La commission de l’aménagement du territoire défend la nécessité d’une répartition plus équilibrée des professionnels de santé, en particulier des médecins, afin de rapprocher l’offre de soins des besoins des populations. Quelles leçons tirez-vous des effets de la crise sanitaire actuelle sur l’organisation territoriale de notre système de soins ? (Applaudissements sur les travées du groupe UC.)
M. le président. La parole est à M. le secrétaire d’État.
M. Joël Giraud, secrétaire d’État auprès de la ministre de la cohésion des territoires et des relations avec les collectivités territoriales, chargé de la ruralité. Monsieur le président Longeot, vous posez en fait plusieurs questions.
La première porte sur les phénomènes de métropolisation versus la réalité de l’équité dans les territoires.
Je rappellerai tout d’abord que nous n’opposons jamais, dans notre politique, les villes et les campagnes. Ce serait totalement vain. Le monde urbain et les territoires ruraux sont des espaces complémentaires. Des métropoles fortes et prospères sont non pas un handicap, mais plutôt un atout, à condition que soient mises en œuvre des politiques de rééquilibrage adaptées. C’est tout le sens des programmes d’appui nationaux de l’ANCT et plus encore de l’agenda rural que je suis chargé de mettre en œuvre.
Les projets alimentaires territoriaux (PAT) et les contrats de réciprocité illustrent très bien les capacités de coopération entre villes et campagnes. Les premiers permettent d’éviter un phénomène qui devenait très gênant en France, à savoir l’agribashing. Les effets de ces politiques sont toujours visibles sur le terrain. Chaque fois que j’inaugure un pylône, un espace France Services, que je participe à la signature d’une convention « Petites villes de demain », je constate le même engouement. Nos programmes d’appui fonctionnent.
Nous travaillons d’ailleurs à l’élaboration d’un nouveau programme, dont l’objet sera d’étendre les prestations d’ingénierie de l’ANCT aux communes de montagne. Il s’agira du premier programme de montagne depuis le plan Neige des années 1960-1970.
J’aurais beaucoup à dire pour répondre à votre seconde question, mais je suis contraint par le délai qui m’est imparti. J’ai évoqué la télémédecine en réponse à Mme Varaillas. Sans constituer à elles seules une solution à la problématique des déserts médicaux, les technologies numériques, lorsqu’elles sont utilisées dans le secteur de la santé, permettent de développer l’offre de soins dans des zones sous-denses et de rapprocher les patients des médecins.

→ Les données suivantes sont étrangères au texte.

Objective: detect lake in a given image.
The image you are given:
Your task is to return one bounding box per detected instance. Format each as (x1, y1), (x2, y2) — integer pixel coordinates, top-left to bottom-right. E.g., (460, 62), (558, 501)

Vous le savez, la crise a provoqué une rapide accélération de la télémédecine : on est ainsi passé de 50 000 téléconsultations mensuelles à près de 2 millions. Je continue de penser que ce type de consultations est extrêmement intéressant, y compris pour poser un diagnostic dans certaines spécialités. Je pense en particulier à la dermatologie, qui est en situation de carence absolue dans les zones rurales.